Some older ones have a bit of gold in the magnetron.
Almost worth taking apart.


----------



## Anonymous (Apr 15, 2010)

machiavelli976 said:


> warning ! do not plug under any circumstances the separated trafo with its secondary coil "in the air". moist athmosphere allows violent dischargings cause the 2000 volts are followed by 4-5 thousands volts peaks because of self induction. i have bad recalls and nasty scars on my fingers because of that. and i didn't touch anything !



Powering the transformer without removing the grounded secondary from the core lamination will light you up, since the lamination are no longer grounded and not limited by the diodes.

Jim


----------



## kakolako (Apr 16, 2010)

next time i come across an old one ill definitely take a look, thanx guys.


----------



## butcher (Apr 16, 2010)

also take precaution's with capacitor.


----------



## texan (Apr 16, 2010)

A lot of folks are clueless as to the individual function of most electronic components. Capacitors are designed to store an electrical charge and heavy electrolitic capacitors such as in microwaves can keep a charge for a long time...sometimes days or weeks. It is general practice to short both sides of a capacitor to ground before working around it. Once you have picked yourself up off the floor...wall...ceiling....etc after being bit by what you thought was a discharged capacitor you will understand the principle involved.

Texan


----------



## Chumbawamba (Apr 21, 2010)

As others have already mentioned, the best stuff in microwave ovens is the copper. I've never found a magnetotron with gold in it but then I've never dug down deep. Where would one find potential gold in an old magnetotron? I took apart perhaps the oldest microwave I've ever disassembled a couple weeks ago and the magnetotron was definitely an older one, with a glass tube at the top sporting a thick copper "filament" inside. I kept it as a historical relic.

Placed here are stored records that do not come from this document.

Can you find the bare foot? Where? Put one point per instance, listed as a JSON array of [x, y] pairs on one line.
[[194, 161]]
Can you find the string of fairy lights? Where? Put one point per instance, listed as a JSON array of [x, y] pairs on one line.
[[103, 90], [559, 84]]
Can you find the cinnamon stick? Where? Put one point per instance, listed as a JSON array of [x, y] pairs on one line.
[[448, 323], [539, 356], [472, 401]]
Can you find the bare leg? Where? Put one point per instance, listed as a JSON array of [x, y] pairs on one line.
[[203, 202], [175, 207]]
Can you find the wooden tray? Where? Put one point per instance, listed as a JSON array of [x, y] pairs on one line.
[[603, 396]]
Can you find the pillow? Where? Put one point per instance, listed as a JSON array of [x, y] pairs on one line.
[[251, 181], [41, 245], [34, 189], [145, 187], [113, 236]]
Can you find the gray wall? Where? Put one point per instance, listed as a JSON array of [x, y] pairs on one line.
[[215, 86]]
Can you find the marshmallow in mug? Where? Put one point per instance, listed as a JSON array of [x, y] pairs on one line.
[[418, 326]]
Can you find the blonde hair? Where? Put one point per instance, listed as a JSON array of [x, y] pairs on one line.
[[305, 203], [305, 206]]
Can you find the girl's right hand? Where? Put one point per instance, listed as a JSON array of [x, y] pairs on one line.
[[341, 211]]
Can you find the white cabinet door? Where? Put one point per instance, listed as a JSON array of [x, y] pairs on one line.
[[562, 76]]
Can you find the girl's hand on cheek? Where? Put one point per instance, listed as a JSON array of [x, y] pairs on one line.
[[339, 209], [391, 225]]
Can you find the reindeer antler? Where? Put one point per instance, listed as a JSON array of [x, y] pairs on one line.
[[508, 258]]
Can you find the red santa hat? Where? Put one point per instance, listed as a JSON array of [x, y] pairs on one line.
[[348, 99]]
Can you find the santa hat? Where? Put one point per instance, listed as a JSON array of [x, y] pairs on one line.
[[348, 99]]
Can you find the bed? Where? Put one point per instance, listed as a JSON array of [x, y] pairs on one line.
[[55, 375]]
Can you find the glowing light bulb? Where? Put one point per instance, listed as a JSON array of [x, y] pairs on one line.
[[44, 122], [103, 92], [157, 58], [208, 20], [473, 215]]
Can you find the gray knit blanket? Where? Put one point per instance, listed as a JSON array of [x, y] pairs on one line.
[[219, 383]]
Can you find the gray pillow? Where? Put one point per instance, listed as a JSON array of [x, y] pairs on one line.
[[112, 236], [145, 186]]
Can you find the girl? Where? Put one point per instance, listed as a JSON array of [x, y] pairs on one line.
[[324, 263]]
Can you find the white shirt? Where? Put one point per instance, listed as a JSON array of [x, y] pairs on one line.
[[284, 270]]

All microwaves have silver. The contact points on the various relays are one source, and the keypad laminate has silver traces. Older microwaves have better relays with beefier silver contact points. On the old one I referenced above, the door handle latch had something like 8 contacts in the mechanism (lots of redundancy).


----------



## pinwheel (Apr 28, 2010)

Base metals found in a microwave:

1. Motors: Usually about 5 motors. Do not forget the one hiding on top. Strip all motors of their copper.
2. Brass biscuit (Almost weightless)
3. Aluminum and steel chamber that also contains a #2 copper wire and a copper tube on the inside. Hammer case open to get at it.
4. Low quality circuit board.
5. #2 wire (copper)
6. #2 wire cord
7. Steel case

All up these scrap out at about $5 and take about 5 minutes to sort. No waste. Leave glass inside steel chamber for weight.


----------



## Chumbawamba (Apr 29, 2010)

Finding any significant aluminum in microwave ovens is pretty rare with modern models. Older models might have some in the trim. The main exception being the aluminum heatsink fins on the magnetotron, but liberating those is too much work. It's better to pile those up and sell as dirty aluminum, or as magnetotrons for experimenters.

The main money is probably in the transformer, and the copper wire, including the power cord.

The good stuff is the silver traces on the keypad mylar and the contacts in the numerous high-voltage switches and relays that are always found in a microwave oven. I strip out the mylar and add it to my "low yield" bucket. I pull all the relays and extract the contact points.


----------



## machiavelli976 (Apr 29, 2010)

i wonder what kind of stuff is the filament of the magnetron and the pins are holding it. anyone knows?


----------



## jimdoc (Apr 29, 2010)

There was talk of beryllium in them, so be careful what you do with them. Don't cut them or break them up and create hazardous dust.
Jim


----------